Meski tuntutan berbeda, ketiganya dikenai denda yang sama yakni Rp 100 juta subsider enam bulan kurungan penjara. Sebelumnya, ketiga terdakwa dikenai tiga dakwaan pasal alternatif Tentang Asusila, Penghinaan, dan Pencemaran Nama Baik yang semuanya masuk dalam UU ITE akibat konten bau ikan asin yang dilaporkan Fairuz A. Rafiq.

Saat mendapat tuntutan berbeda dari Rey dan Pablo, Galih rupanya tidak kaget. Suami siri dari Barbie Kumalasari ini pasrah dan menyerahkan pada kuasa hukum. "Saya sih hadapi aja ya, apapun yang terjadi nanti, saya sih tetap maju aja terus," kata Galih Ginanjar usai menjalani sidang.

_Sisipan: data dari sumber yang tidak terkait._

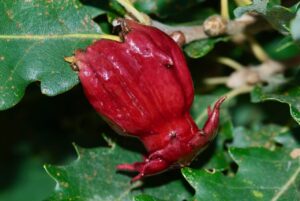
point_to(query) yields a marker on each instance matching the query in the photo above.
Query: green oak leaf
(93, 176)
(295, 24)
(202, 47)
(289, 96)
(283, 48)
(28, 176)
(262, 175)
(261, 136)
(278, 16)
(165, 8)
(35, 36)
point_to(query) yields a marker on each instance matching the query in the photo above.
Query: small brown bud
(178, 37)
(215, 26)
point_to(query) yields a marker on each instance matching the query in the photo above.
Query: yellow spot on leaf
(295, 153)
(258, 194)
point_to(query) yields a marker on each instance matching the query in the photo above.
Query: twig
(141, 17)
(224, 9)
(216, 80)
(257, 50)
(196, 32)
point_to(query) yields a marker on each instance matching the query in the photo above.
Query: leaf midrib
(49, 36)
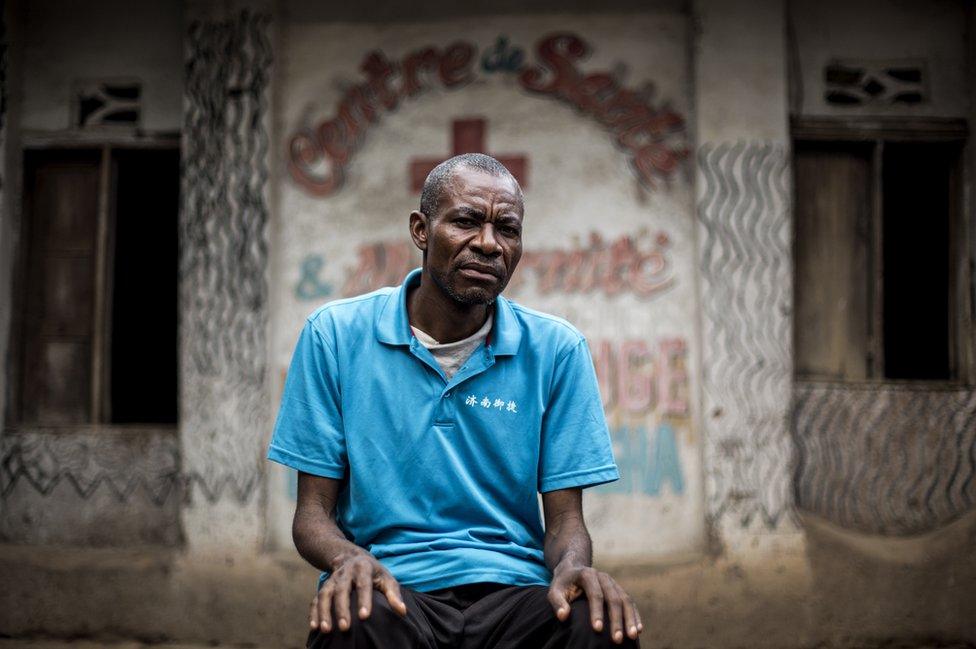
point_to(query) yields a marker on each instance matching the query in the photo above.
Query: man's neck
(441, 317)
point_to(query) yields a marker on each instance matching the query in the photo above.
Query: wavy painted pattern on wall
(885, 459)
(224, 253)
(745, 262)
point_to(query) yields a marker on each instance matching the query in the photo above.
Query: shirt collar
(392, 324)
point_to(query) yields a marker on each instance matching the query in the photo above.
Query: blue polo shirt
(440, 479)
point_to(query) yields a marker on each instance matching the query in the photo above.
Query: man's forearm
(568, 542)
(319, 540)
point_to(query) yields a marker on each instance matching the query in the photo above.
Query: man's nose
(485, 242)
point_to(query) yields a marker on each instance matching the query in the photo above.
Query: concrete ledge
(841, 590)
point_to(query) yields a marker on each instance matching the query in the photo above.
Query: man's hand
(362, 572)
(569, 582)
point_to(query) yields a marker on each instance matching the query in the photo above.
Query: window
(880, 261)
(97, 303)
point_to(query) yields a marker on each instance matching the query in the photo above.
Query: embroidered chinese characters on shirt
(491, 403)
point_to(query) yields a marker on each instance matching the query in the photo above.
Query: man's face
(474, 242)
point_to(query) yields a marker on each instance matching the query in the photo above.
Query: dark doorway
(144, 304)
(96, 317)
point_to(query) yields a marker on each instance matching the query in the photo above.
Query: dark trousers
(475, 616)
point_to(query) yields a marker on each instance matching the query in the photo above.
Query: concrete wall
(83, 485)
(882, 33)
(745, 255)
(66, 42)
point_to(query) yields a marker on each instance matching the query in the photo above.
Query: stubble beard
(472, 297)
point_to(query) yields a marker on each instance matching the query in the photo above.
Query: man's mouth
(481, 272)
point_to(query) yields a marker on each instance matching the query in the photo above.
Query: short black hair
(440, 175)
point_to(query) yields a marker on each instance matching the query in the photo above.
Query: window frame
(876, 131)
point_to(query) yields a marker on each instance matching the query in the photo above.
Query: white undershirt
(451, 356)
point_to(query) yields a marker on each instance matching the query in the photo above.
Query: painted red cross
(468, 137)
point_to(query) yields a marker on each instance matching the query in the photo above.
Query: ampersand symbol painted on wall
(310, 286)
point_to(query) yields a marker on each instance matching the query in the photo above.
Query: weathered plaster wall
(891, 459)
(891, 33)
(82, 485)
(744, 257)
(101, 487)
(607, 247)
(69, 41)
(224, 408)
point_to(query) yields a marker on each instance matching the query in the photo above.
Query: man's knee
(582, 633)
(384, 627)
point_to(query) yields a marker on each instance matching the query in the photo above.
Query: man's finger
(341, 603)
(614, 602)
(630, 617)
(557, 598)
(325, 608)
(364, 592)
(391, 588)
(594, 595)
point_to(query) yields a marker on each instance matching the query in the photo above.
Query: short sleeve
(308, 434)
(576, 449)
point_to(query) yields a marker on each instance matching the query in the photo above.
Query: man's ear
(418, 229)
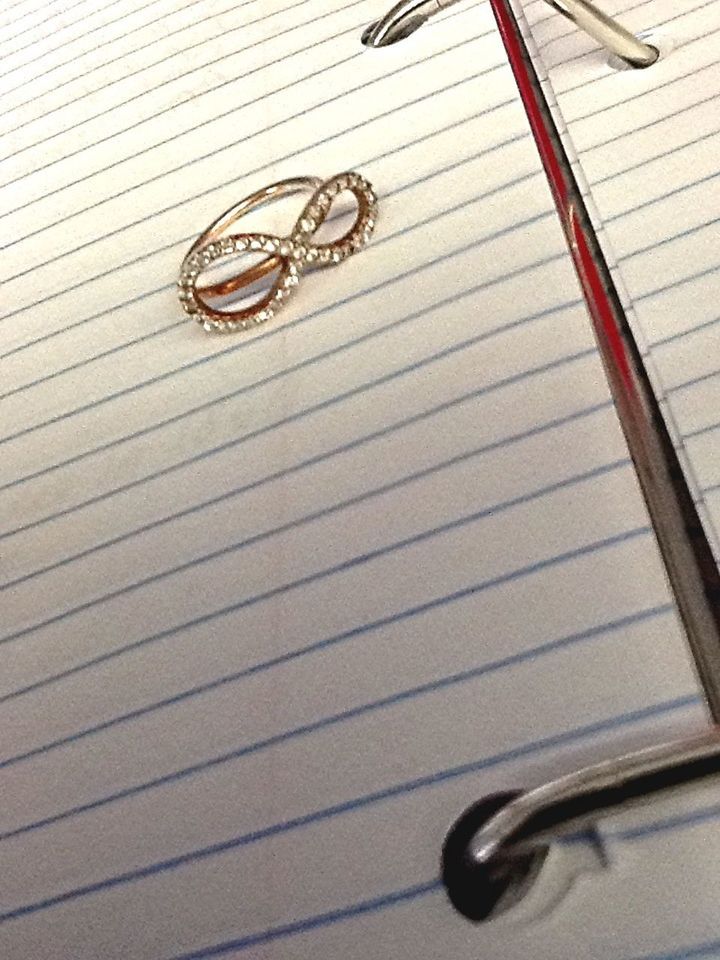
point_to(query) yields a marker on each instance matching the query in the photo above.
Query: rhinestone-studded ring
(289, 256)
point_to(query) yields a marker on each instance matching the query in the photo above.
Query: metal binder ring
(406, 16)
(288, 255)
(495, 850)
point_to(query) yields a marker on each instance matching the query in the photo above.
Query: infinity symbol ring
(289, 256)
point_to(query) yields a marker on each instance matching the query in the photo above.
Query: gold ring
(288, 255)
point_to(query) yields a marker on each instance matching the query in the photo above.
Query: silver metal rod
(407, 15)
(563, 804)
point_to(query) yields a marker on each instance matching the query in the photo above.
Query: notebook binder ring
(406, 16)
(495, 850)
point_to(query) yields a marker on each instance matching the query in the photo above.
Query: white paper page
(277, 608)
(647, 143)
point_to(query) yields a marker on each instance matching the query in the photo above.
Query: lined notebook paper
(647, 143)
(276, 609)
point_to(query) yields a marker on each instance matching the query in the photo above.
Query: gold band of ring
(288, 255)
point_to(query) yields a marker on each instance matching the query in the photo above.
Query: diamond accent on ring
(288, 255)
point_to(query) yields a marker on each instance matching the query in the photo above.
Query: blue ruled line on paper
(551, 742)
(163, 83)
(351, 563)
(710, 948)
(341, 915)
(541, 650)
(176, 323)
(321, 458)
(66, 26)
(279, 331)
(110, 60)
(227, 146)
(494, 582)
(172, 467)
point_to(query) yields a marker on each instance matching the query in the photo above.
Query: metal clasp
(406, 16)
(494, 852)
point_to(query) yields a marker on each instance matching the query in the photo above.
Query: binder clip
(496, 849)
(408, 15)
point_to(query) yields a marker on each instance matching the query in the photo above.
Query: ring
(288, 255)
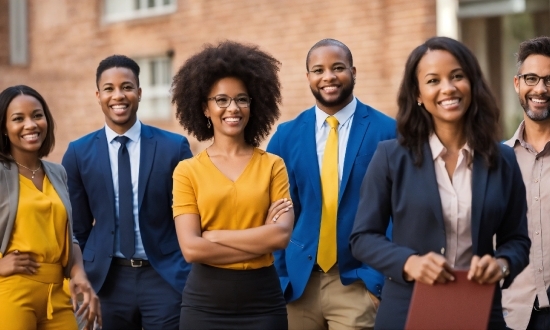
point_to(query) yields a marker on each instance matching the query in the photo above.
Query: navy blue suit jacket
(294, 141)
(394, 186)
(92, 197)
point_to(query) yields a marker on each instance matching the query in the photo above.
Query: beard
(534, 115)
(346, 92)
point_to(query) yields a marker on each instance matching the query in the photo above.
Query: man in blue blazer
(345, 295)
(139, 281)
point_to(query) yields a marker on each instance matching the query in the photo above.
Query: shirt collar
(438, 149)
(517, 137)
(133, 133)
(343, 115)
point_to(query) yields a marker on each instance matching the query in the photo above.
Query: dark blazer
(294, 141)
(9, 201)
(92, 196)
(394, 186)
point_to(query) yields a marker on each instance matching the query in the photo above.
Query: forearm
(78, 265)
(202, 250)
(259, 240)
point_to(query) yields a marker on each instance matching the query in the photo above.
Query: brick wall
(68, 39)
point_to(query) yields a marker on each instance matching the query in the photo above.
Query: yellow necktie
(326, 252)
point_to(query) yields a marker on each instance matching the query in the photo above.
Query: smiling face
(535, 100)
(331, 78)
(444, 89)
(232, 120)
(26, 125)
(119, 96)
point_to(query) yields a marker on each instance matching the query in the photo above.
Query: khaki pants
(328, 304)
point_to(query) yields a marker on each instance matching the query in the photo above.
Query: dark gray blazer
(9, 199)
(394, 186)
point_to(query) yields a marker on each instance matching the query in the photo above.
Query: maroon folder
(460, 304)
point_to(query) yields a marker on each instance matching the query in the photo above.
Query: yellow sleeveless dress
(38, 301)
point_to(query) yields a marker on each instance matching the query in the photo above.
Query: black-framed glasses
(335, 69)
(223, 101)
(532, 79)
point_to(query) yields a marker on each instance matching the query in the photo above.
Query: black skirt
(218, 298)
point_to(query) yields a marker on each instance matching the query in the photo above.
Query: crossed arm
(231, 246)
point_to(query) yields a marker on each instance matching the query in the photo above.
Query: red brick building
(55, 46)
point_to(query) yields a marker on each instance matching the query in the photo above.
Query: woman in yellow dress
(37, 250)
(231, 201)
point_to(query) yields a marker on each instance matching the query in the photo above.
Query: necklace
(33, 171)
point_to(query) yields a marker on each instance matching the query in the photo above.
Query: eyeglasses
(532, 79)
(336, 69)
(223, 101)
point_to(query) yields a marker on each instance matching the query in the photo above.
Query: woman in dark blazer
(446, 183)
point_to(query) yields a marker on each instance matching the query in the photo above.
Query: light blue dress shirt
(134, 151)
(345, 119)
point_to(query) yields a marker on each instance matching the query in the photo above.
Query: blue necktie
(125, 200)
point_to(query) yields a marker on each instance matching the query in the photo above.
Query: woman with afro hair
(232, 205)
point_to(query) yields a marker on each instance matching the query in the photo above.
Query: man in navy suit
(345, 295)
(139, 277)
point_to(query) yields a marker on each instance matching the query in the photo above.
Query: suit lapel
(102, 149)
(427, 171)
(147, 154)
(479, 183)
(309, 150)
(12, 187)
(357, 133)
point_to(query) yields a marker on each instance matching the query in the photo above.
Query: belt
(135, 263)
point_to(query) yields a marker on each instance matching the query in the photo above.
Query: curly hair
(6, 97)
(255, 68)
(481, 120)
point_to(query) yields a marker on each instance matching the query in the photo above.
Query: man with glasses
(327, 150)
(526, 302)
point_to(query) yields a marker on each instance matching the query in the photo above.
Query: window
(120, 10)
(18, 32)
(155, 80)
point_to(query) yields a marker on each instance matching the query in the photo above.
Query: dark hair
(116, 61)
(415, 125)
(255, 68)
(6, 97)
(330, 42)
(535, 46)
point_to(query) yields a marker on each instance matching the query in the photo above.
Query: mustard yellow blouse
(40, 224)
(200, 188)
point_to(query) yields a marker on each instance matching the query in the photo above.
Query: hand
(90, 309)
(276, 209)
(428, 269)
(485, 270)
(18, 263)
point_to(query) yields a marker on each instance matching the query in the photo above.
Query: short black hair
(256, 69)
(330, 42)
(535, 46)
(6, 97)
(116, 61)
(481, 120)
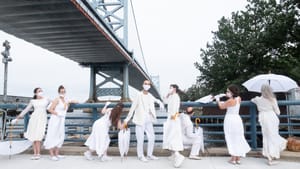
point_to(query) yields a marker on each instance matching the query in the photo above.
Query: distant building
(16, 99)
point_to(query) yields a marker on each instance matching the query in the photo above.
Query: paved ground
(79, 162)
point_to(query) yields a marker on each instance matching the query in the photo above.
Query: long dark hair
(234, 89)
(60, 88)
(115, 114)
(35, 91)
(175, 86)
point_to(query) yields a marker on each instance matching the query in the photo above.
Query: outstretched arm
(52, 107)
(105, 109)
(26, 110)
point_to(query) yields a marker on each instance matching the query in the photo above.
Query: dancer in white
(37, 122)
(144, 114)
(191, 138)
(233, 126)
(172, 136)
(268, 110)
(56, 125)
(99, 139)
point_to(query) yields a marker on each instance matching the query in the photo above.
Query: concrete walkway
(79, 162)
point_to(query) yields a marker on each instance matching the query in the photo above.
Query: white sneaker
(171, 157)
(143, 159)
(194, 157)
(178, 160)
(54, 158)
(88, 155)
(35, 157)
(152, 157)
(105, 158)
(60, 156)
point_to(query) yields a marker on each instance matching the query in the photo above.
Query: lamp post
(5, 61)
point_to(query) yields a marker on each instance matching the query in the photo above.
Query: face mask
(228, 94)
(39, 94)
(146, 87)
(171, 90)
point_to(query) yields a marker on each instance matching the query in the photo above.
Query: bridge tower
(114, 14)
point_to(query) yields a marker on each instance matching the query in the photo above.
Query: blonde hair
(267, 92)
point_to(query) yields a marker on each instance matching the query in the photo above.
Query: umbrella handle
(197, 122)
(10, 138)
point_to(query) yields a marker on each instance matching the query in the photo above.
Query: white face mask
(171, 90)
(228, 94)
(40, 94)
(146, 87)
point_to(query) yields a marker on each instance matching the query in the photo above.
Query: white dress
(99, 139)
(172, 136)
(191, 136)
(56, 127)
(273, 143)
(234, 132)
(38, 119)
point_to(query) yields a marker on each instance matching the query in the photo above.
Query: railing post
(95, 114)
(253, 126)
(26, 120)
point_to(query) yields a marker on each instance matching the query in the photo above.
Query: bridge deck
(67, 28)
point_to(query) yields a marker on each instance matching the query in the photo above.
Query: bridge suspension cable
(138, 36)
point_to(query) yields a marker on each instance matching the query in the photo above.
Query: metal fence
(78, 125)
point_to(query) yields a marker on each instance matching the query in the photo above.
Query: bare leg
(56, 151)
(52, 152)
(34, 148)
(38, 148)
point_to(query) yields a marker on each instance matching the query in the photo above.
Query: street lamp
(5, 60)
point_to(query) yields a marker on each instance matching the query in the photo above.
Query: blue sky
(171, 31)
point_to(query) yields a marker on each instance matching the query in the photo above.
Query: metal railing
(78, 125)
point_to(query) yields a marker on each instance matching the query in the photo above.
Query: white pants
(140, 130)
(196, 143)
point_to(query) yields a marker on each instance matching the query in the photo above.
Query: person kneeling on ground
(190, 137)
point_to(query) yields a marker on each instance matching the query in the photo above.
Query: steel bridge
(92, 33)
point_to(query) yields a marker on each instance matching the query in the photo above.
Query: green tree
(265, 37)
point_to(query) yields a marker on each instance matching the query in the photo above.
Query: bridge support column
(92, 95)
(125, 93)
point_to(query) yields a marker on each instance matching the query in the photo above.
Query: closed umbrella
(124, 141)
(13, 147)
(206, 99)
(279, 83)
(199, 131)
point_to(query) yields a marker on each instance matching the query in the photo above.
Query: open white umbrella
(124, 141)
(206, 99)
(279, 83)
(13, 147)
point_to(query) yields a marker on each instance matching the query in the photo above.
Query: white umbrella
(124, 141)
(13, 147)
(278, 83)
(199, 131)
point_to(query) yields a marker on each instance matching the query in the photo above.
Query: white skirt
(172, 136)
(273, 143)
(55, 133)
(234, 135)
(99, 139)
(36, 126)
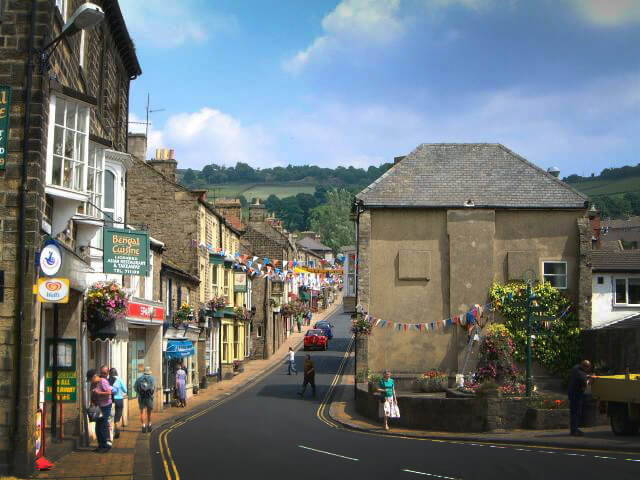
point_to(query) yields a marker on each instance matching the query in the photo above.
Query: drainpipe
(22, 368)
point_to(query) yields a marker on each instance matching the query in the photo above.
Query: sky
(357, 82)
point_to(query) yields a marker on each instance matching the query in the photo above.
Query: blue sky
(357, 82)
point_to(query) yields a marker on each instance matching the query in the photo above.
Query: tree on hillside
(333, 220)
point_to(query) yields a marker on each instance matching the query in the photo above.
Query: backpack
(145, 387)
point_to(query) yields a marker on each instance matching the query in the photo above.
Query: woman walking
(119, 392)
(389, 407)
(181, 386)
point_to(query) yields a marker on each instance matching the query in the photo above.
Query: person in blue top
(389, 405)
(119, 392)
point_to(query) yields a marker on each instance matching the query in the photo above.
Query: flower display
(106, 300)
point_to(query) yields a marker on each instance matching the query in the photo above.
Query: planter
(432, 385)
(545, 419)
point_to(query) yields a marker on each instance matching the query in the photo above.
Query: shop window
(68, 156)
(555, 273)
(627, 291)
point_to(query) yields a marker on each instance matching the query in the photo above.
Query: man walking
(101, 395)
(145, 387)
(291, 362)
(309, 376)
(578, 381)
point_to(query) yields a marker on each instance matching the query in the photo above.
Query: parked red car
(316, 338)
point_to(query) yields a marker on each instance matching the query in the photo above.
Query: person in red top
(101, 395)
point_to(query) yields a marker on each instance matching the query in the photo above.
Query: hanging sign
(50, 259)
(239, 282)
(67, 386)
(5, 107)
(126, 252)
(53, 290)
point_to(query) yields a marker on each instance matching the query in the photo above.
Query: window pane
(69, 143)
(71, 116)
(555, 268)
(56, 171)
(82, 118)
(60, 111)
(634, 290)
(58, 137)
(109, 189)
(67, 176)
(621, 290)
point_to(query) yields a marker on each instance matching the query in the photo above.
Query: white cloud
(211, 136)
(352, 23)
(608, 13)
(169, 24)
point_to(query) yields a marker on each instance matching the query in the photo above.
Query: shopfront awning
(177, 349)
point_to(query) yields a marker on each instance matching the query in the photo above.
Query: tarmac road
(267, 432)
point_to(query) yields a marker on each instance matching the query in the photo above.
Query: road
(266, 431)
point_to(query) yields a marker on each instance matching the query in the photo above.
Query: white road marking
(328, 453)
(429, 474)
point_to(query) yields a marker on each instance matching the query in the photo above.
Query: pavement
(130, 456)
(266, 431)
(599, 438)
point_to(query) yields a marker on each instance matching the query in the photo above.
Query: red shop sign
(143, 311)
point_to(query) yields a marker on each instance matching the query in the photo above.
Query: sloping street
(267, 431)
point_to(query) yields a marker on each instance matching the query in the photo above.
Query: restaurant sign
(5, 107)
(126, 252)
(144, 312)
(239, 282)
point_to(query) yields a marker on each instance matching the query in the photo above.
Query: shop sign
(277, 288)
(50, 259)
(5, 108)
(239, 282)
(146, 312)
(67, 386)
(53, 290)
(126, 252)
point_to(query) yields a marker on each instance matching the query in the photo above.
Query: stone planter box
(545, 419)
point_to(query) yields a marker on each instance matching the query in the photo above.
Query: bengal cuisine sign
(126, 252)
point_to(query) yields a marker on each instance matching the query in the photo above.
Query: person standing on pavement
(291, 362)
(578, 380)
(389, 407)
(309, 376)
(101, 394)
(119, 392)
(181, 386)
(145, 387)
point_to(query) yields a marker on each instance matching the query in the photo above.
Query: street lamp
(85, 17)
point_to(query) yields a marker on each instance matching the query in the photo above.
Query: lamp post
(86, 16)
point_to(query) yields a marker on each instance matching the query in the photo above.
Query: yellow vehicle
(619, 397)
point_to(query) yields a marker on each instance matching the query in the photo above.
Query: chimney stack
(165, 163)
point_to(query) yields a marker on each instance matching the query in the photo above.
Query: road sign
(53, 290)
(50, 259)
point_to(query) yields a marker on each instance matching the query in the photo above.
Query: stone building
(199, 241)
(443, 224)
(74, 106)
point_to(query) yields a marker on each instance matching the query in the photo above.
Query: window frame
(54, 105)
(626, 291)
(565, 275)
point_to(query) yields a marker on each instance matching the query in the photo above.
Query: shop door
(136, 351)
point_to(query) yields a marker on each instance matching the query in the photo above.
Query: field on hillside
(259, 190)
(608, 186)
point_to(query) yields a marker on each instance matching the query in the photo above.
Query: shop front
(180, 348)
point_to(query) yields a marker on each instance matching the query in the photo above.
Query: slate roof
(446, 175)
(312, 244)
(623, 261)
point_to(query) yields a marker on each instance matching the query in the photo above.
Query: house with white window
(615, 285)
(440, 227)
(61, 185)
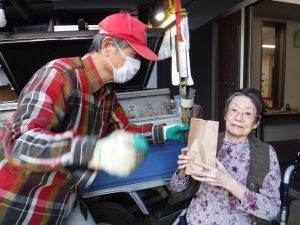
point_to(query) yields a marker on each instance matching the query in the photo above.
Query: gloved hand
(175, 132)
(119, 153)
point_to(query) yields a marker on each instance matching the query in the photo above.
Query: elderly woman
(244, 186)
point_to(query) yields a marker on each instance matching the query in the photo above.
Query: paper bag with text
(202, 142)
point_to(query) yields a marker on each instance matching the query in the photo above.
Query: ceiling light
(268, 46)
(2, 15)
(159, 16)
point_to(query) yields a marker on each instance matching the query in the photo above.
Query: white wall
(292, 69)
(292, 63)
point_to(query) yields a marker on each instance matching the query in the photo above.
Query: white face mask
(127, 71)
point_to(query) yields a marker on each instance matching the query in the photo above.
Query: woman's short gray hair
(98, 39)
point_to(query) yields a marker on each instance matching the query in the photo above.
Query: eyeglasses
(245, 115)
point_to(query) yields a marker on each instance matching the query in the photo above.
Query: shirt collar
(91, 72)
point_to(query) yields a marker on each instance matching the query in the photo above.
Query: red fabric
(128, 28)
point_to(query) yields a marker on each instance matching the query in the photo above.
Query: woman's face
(240, 118)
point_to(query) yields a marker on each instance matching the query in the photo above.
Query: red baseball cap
(126, 27)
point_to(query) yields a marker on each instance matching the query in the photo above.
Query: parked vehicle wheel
(110, 213)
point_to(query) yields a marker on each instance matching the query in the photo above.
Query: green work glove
(175, 132)
(119, 154)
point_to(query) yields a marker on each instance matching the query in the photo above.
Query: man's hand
(120, 153)
(175, 132)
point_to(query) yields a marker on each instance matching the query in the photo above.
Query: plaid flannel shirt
(61, 113)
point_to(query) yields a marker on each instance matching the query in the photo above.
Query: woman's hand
(218, 176)
(183, 161)
(214, 176)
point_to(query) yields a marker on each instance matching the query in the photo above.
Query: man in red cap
(69, 125)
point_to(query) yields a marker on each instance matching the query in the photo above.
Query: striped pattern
(61, 113)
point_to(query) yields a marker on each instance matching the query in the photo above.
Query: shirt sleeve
(153, 133)
(266, 203)
(177, 184)
(32, 138)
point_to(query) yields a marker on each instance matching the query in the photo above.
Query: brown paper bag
(202, 142)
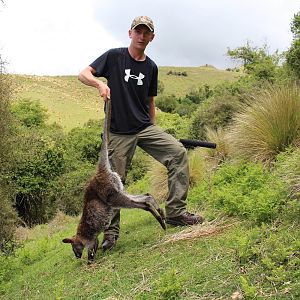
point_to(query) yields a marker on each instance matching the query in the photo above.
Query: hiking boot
(185, 219)
(109, 242)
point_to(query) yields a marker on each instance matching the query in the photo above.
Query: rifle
(191, 144)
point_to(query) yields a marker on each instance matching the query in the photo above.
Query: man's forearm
(86, 76)
(152, 110)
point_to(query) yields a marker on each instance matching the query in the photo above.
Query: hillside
(71, 104)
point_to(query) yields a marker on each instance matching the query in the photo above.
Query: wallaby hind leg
(145, 202)
(92, 250)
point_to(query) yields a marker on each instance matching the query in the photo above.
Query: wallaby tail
(105, 137)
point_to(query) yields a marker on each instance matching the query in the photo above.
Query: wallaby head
(77, 245)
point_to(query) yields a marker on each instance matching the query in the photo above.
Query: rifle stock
(190, 144)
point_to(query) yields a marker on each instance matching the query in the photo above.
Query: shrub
(267, 125)
(174, 124)
(29, 113)
(66, 192)
(139, 166)
(167, 103)
(8, 219)
(38, 160)
(246, 190)
(85, 143)
(215, 113)
(7, 214)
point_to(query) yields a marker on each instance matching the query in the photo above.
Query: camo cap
(142, 20)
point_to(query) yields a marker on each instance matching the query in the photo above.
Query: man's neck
(136, 54)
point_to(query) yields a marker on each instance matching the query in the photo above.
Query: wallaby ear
(68, 241)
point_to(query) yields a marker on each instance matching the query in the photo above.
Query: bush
(38, 161)
(268, 124)
(174, 124)
(215, 113)
(7, 214)
(167, 103)
(67, 191)
(8, 219)
(29, 113)
(245, 190)
(85, 143)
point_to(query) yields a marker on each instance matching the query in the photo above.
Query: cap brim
(151, 29)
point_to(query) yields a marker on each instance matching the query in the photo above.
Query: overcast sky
(61, 37)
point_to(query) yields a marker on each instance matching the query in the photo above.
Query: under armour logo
(138, 78)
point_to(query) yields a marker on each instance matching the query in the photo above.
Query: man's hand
(87, 77)
(104, 90)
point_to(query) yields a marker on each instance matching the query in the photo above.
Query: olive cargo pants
(164, 148)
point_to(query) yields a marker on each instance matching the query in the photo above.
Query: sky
(62, 37)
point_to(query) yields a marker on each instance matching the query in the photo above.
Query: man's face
(141, 36)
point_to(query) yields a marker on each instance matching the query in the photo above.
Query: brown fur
(104, 193)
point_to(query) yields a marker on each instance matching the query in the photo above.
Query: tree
(7, 213)
(257, 61)
(293, 54)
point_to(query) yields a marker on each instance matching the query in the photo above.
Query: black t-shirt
(131, 84)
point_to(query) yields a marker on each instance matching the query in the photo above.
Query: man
(132, 86)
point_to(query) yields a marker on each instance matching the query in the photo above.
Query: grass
(142, 266)
(71, 103)
(268, 125)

Galih mengungkap hanya bisa berdoa dan berusaha. Ia pun berencana mengajukan pembelaan di sidang selanjutnya.

"Yang penting selama ini saya selalu berdoa, saya serahkan semuanya kepada kuasa hukum, kuasa hukum juga sudah melakukan yang terbaik," sambung Galih. "Ya kita lihat saja nanti di persidangan selanjutnya pas pledoi dan putusan."

Untuk diketahui, kasus ikan asin ini bermula saat Galih Ginanjar menyebut alat kelamin Fairuz bau ikan asin. Pernyataan tersebut diunggah dalam channel YouTube Rey Utami dan Pablo Benua. Tak terima dengan pernyataan tersebut, Fairuz mempolisikan Galih, Rey Utami serta Pablo Benua hingga ketiganya ditahan pada 12 Juli 2019 lalu.